Here is the state of AI in private equity as of early 2026. The numbers tell a story that most firms are not ready to hear.
80% of PE and VC firms deployed AI in some capacity by late 2024, a 70% increase from the prior year, according to Bain. Global AI spending is projected to cross $2 trillion in 2026. Vista Equity Partners now requires portfolio companies to submit quantified GenAI goals as part of their operating cadence. Every conference keynote, LP letter, and operating partner offsite includes an AI strategy slide.
And yet. Only about 20% of these firms have operationalized AI use cases that produce measurable returns. The rest are somewhere between “we have a proof of concept” and “we spent six months and do not have much to show for it.”
The gap between AI ambition and AI results is not a technology gap. It is a data gap. AI without clean data is expensive hallucination. And in PE, where every dollar of EBITDA gets multiplied by 10x or more, expensive hallucination is not a tolerable outcome.
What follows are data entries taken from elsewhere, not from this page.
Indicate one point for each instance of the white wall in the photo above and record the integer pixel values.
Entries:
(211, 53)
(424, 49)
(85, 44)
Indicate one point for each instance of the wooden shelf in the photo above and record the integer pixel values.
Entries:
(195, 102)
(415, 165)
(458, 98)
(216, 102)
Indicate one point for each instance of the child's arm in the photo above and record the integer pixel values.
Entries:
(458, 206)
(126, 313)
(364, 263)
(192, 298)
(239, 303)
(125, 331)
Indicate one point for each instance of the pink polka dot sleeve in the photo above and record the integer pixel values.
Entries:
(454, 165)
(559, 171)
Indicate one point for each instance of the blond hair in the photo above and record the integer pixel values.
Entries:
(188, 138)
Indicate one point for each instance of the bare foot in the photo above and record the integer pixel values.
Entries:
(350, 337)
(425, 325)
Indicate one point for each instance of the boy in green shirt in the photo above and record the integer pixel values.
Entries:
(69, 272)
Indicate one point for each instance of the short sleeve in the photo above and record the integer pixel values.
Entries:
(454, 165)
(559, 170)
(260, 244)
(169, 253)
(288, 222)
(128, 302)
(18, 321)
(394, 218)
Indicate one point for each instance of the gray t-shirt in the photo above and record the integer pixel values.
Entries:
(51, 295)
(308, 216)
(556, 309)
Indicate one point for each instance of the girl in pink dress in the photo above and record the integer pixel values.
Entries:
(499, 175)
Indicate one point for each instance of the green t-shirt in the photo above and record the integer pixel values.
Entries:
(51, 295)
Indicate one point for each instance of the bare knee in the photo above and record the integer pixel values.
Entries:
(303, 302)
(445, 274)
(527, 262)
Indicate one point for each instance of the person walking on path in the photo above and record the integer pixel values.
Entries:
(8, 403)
This post makes the case that most portfolio companies do not need an AI strategy. They need a data strategy that enables AI. And it provides the framework for building that foundation.
Why AI initiatives fail at portfolio companies
I have been involved in data infrastructure programs at Fortune 100 scale and at mid-market companies with $30M to $300M in revenue. The failure mode for AI is remarkably consistent across both.
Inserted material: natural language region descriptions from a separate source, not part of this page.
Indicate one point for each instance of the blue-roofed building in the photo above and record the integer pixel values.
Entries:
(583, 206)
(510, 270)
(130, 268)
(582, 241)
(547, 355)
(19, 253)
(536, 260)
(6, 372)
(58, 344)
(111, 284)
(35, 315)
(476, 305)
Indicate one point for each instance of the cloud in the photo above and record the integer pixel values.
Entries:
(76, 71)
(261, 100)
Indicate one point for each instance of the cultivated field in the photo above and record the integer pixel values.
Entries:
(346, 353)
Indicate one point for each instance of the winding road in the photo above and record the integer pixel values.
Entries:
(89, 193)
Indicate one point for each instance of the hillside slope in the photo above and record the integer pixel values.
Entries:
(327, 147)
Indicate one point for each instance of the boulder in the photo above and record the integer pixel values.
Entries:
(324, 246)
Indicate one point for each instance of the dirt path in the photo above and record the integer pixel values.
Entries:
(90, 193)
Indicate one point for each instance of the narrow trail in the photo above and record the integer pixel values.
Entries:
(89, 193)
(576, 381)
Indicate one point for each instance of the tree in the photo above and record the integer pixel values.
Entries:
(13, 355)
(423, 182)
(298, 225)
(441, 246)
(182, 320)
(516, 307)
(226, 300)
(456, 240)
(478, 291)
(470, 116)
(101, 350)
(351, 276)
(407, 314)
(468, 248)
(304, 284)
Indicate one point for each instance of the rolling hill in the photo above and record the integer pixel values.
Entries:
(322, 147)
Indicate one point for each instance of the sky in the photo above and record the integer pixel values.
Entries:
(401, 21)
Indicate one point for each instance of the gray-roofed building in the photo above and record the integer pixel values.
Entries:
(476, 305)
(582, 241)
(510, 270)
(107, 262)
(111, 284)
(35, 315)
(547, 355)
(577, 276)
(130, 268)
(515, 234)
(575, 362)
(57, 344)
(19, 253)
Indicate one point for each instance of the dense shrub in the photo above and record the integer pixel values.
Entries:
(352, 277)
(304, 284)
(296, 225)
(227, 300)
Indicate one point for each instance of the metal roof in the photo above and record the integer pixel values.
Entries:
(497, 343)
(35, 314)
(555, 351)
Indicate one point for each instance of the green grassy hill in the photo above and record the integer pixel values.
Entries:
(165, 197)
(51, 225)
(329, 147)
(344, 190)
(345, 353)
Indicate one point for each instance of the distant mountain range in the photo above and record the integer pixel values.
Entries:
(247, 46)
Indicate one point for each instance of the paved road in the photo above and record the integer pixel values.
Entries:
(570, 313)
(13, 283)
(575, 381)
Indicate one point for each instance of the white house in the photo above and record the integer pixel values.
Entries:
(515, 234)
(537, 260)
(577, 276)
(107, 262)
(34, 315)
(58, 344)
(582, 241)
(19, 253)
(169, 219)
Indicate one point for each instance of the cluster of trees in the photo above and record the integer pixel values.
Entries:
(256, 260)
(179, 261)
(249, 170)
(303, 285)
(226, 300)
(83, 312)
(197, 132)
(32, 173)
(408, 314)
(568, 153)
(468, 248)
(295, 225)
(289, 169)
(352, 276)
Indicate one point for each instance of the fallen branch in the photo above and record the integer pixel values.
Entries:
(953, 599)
The pattern goes like this.
Month 1. The PE firm tells the portfolio company to develop an AI roadmap. The company hires a consultant or a data scientist. Enthusiasm is high.
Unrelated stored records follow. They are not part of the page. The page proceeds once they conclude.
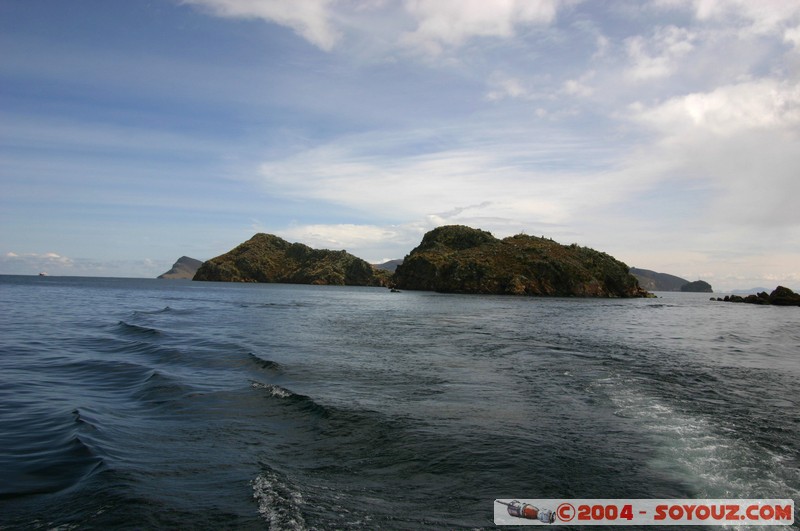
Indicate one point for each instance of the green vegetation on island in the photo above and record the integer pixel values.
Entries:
(652, 281)
(268, 258)
(780, 296)
(698, 286)
(184, 268)
(459, 259)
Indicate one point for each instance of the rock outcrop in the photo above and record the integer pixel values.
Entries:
(459, 259)
(653, 281)
(184, 268)
(698, 286)
(780, 296)
(268, 258)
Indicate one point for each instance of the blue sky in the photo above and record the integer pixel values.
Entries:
(664, 132)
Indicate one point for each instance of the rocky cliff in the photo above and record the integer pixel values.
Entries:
(461, 259)
(184, 268)
(268, 258)
(780, 296)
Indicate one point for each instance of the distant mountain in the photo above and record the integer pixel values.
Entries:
(184, 268)
(268, 258)
(391, 265)
(459, 259)
(747, 291)
(652, 281)
(698, 286)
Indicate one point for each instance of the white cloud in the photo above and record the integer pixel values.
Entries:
(503, 86)
(764, 104)
(754, 18)
(310, 19)
(792, 35)
(658, 56)
(449, 23)
(742, 141)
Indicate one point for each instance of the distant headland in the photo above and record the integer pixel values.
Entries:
(652, 281)
(780, 296)
(268, 258)
(452, 259)
(184, 268)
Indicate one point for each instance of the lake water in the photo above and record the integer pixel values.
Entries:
(137, 403)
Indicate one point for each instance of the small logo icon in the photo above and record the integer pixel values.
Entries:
(565, 512)
(528, 511)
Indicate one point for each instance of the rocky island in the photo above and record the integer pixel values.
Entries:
(184, 268)
(268, 258)
(653, 281)
(780, 296)
(459, 259)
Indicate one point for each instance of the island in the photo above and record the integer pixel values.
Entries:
(460, 259)
(653, 281)
(269, 258)
(780, 296)
(184, 268)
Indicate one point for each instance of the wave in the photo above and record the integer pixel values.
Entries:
(278, 501)
(269, 365)
(298, 401)
(54, 454)
(715, 460)
(137, 330)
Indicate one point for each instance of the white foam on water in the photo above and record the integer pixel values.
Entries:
(278, 503)
(716, 461)
(274, 390)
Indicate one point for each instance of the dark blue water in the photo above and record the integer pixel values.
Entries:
(173, 404)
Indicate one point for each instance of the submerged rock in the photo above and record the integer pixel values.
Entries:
(781, 296)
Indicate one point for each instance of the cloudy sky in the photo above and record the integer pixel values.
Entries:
(664, 132)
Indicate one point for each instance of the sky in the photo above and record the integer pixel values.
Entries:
(663, 132)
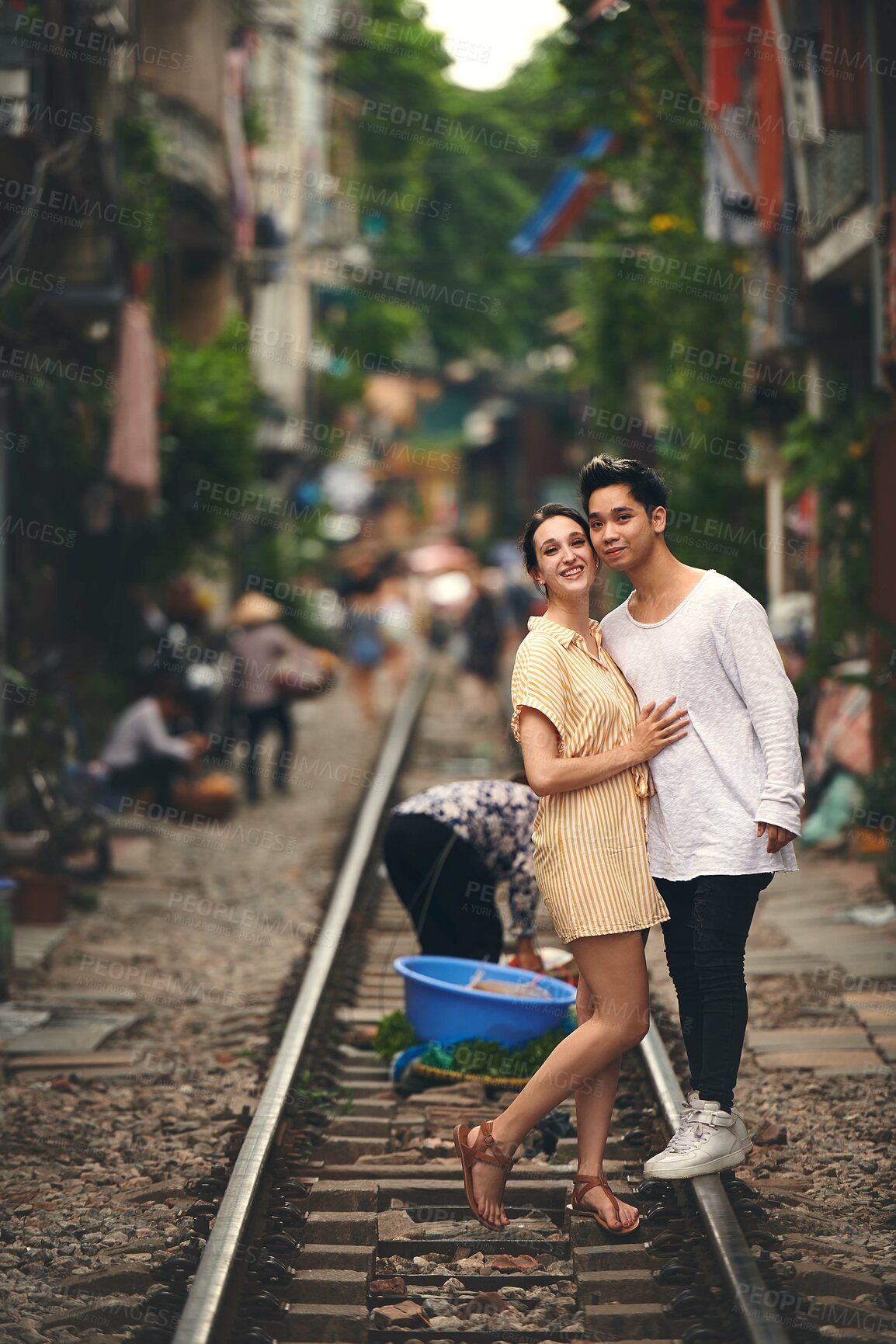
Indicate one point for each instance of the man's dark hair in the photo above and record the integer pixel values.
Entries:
(647, 485)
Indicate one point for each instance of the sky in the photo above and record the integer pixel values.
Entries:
(489, 38)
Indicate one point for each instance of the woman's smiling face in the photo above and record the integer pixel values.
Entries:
(566, 561)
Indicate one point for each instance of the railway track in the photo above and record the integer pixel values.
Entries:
(344, 1219)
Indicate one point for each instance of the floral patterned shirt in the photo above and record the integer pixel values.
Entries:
(496, 819)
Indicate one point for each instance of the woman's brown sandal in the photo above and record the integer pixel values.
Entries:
(484, 1151)
(581, 1187)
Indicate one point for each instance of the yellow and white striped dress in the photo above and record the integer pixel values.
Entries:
(590, 844)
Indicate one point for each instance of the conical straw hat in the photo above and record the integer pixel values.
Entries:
(254, 609)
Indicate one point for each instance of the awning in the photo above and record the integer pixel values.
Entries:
(567, 198)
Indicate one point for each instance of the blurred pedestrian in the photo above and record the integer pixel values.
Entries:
(484, 627)
(364, 647)
(141, 753)
(397, 625)
(448, 849)
(270, 667)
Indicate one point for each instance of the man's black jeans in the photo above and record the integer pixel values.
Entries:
(706, 939)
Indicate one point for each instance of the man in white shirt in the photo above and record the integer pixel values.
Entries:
(728, 796)
(141, 753)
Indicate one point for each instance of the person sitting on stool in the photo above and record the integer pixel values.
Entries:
(141, 754)
(445, 853)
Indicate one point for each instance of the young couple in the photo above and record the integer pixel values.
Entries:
(717, 724)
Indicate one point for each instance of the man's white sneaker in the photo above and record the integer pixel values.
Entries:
(708, 1140)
Month 2. The team identifies three promising use cases. Customer churn prediction. Demand forecasting. Automated reporting. Each one has a clear business case and an excited sponsor.
Month 3. The team starts building the churn prediction model. They need customer transaction history, engagement data, support ticket data, and contract terms in a single dataset. They discover that transaction data lives in the ERP, engagement data lives in the product, support data lives in Zendesk, and contract terms live in a mix of Salesforce and spreadsheets. None of these systems share a common customer identifier.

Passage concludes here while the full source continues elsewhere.